My instructor and I positioned ourselves at the edge of the plane. "Banana, girl!" my instructor said as I positioned myself to tandem jump out of the plane; and then we went!

At first, the jump out of the plane feels similar to what you would feel going down a steep rollercoaster. There are three parts to a skydiving jump, in my opinion: the free fall, the parachute flying, and the landing. When most people describe their skydiving experience, they focus on the parachute flying and landing, and maybe touch briefly on the free fall part as it pertains to the first 3 seconds of when you jump off the edge of the pane. In my experience of the many Youtube videos I watched about skydiving, no one talks about the free fall wind. After the roller coaster feeling subsides you’re just kind of freefalling at (my guess is) 120+ mph. That's a lot of wind in your face! It felt like I couldn't breathe. The exhale was okay, but trying to inhale at those speeds felt like my body was struggling for oxygen. It was kind of hard to enjoy the free fall because I had to focus on not having a panic attack from not being able to breathe. At one point in the video, my instructor tapped on my should for me to wave to the camera but he ended up having to tap me twice because I was focused on not having a panic attack!

The second part of the skydive experience was the parachute flying part. Once he open the parachute, the wind kind of died down. It was still windy but I could at least breathe! Which was welcome! There are two handles that allow you to control the direction that you're flying in. Pull right to turn right, pull left to turn left, and the harder you pull - the faster you turn/spin. You are able to do this trick called the "corkscrew" if you pull down really hard in either direction. I tried this once but ultimately ended up just kind of enjoying the glide down. It's actually really hard to pull on the handles because there's so much resistance from the wind.

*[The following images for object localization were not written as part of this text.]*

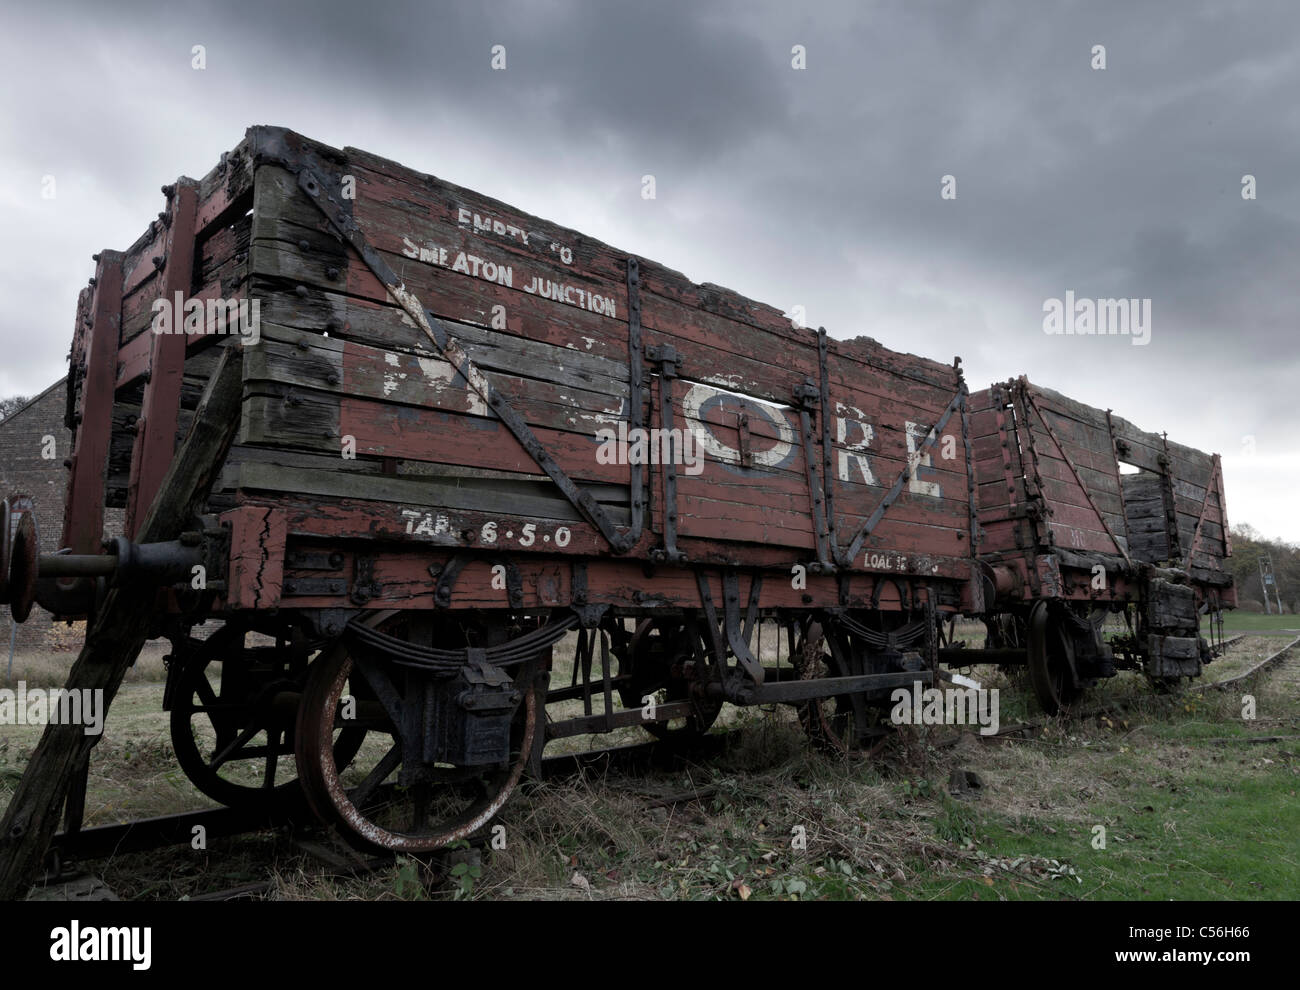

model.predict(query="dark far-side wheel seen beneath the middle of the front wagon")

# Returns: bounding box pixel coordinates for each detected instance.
[619,618,723,742]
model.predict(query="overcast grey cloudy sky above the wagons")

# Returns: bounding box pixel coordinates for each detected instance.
[0,0,1300,542]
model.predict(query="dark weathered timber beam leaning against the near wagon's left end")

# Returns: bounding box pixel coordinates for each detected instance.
[0,343,243,900]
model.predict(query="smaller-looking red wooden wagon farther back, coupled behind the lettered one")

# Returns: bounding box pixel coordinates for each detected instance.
[961,378,1236,712]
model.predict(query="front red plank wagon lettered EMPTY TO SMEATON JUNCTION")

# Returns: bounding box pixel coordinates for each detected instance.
[5,127,984,850]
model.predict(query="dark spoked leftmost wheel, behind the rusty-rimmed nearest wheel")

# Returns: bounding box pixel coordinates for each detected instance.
[170,633,365,808]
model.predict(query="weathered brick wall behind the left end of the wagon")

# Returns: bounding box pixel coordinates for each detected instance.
[0,379,122,654]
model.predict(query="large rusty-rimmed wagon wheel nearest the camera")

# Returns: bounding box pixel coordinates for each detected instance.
[295,615,538,852]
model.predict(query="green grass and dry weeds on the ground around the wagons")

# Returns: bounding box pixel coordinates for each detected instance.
[0,631,1300,900]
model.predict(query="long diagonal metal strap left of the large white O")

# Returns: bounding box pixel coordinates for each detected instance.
[281,160,634,553]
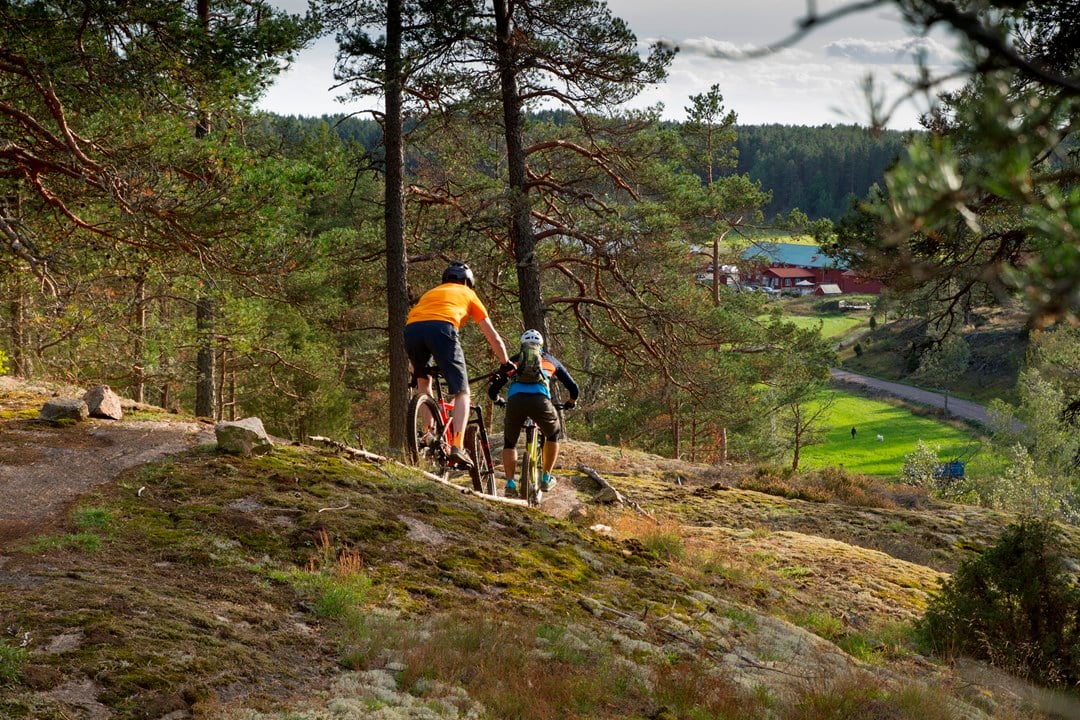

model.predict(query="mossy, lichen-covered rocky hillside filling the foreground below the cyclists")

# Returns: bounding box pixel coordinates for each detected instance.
[0,379,1077,720]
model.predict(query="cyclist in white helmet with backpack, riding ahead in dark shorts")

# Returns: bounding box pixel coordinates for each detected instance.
[487,330,580,495]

The flying part was my favorite part with the exception of the harness kind of squishing my boobs down which kind of hurt.

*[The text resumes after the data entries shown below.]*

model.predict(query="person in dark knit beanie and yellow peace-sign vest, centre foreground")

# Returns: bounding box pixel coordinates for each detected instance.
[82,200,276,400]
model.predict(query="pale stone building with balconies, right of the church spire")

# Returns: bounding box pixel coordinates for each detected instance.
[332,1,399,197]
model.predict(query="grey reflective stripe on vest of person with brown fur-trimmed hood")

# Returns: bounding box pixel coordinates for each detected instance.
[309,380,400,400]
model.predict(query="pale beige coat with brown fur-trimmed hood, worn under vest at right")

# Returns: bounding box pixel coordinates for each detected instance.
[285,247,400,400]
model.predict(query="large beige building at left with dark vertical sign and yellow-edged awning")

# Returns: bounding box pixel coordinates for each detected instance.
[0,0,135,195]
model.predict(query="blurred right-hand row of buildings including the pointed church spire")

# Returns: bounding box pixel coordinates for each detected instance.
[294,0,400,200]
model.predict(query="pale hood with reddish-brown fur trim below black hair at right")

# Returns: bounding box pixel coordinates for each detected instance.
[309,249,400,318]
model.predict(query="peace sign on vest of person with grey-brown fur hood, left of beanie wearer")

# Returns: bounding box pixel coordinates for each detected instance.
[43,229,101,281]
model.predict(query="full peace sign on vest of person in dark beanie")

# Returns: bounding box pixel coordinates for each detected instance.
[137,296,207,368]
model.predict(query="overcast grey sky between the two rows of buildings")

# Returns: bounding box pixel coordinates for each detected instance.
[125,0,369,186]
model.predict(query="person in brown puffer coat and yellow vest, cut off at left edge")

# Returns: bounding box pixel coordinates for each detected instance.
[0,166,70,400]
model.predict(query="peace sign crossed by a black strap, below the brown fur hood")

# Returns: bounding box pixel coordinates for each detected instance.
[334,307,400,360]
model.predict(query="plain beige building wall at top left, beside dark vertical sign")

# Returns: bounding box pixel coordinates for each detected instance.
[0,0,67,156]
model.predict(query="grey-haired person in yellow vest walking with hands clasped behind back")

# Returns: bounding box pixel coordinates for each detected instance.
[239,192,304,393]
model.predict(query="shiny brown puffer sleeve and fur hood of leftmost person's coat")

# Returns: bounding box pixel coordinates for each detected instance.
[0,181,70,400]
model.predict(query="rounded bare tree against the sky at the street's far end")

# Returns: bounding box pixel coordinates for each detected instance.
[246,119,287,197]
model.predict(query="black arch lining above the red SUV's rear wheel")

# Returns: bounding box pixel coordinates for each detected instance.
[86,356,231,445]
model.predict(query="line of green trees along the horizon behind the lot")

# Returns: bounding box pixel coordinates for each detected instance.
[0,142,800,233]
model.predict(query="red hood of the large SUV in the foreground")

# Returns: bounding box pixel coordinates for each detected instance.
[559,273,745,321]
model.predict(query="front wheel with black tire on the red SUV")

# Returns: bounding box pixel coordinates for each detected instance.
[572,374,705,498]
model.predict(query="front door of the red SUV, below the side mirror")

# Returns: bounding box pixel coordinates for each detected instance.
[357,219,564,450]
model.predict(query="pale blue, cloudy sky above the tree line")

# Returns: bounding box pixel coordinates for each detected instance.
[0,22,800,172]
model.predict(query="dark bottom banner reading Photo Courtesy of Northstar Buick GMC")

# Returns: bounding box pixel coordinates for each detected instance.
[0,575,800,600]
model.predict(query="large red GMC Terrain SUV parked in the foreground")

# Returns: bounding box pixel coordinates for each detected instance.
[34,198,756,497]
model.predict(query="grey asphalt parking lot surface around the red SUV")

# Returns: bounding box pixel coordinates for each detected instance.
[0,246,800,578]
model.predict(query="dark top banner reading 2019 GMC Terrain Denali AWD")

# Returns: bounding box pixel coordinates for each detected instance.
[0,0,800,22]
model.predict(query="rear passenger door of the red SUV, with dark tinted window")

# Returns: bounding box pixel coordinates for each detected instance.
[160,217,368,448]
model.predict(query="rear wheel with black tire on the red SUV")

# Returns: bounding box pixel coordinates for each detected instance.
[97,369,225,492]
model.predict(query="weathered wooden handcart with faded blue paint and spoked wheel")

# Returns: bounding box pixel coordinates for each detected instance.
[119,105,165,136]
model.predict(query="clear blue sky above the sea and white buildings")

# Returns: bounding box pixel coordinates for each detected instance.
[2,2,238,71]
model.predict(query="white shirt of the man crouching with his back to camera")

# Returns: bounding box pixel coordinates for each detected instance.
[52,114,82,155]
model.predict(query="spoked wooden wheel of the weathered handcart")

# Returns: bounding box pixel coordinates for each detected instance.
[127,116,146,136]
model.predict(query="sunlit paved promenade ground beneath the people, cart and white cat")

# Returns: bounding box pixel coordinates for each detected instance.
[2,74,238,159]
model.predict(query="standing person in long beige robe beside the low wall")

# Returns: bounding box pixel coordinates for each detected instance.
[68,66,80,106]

Lastly, the landing. Most people fear the jumping out of the plane part I feel like, but for me: I feared the landing. Not in the sense that I thought we would die or something, but I know if you don't do the landing right - you can break something and seriously injure yourself. My instructor gave me a brief reminder of what to do as far as putting my legs up (so as not to get in his way as we landed) and then we proceeded to land. My instructor was amazing because my landing was a fairly smooth one. My feet didn't even touch the ground until it was time for me to get up which was great.

All in all, my first experience was an awesome one. I keep saying "first experience" because I honestly do believe I would do it again. But you better believe I won't be sober for it!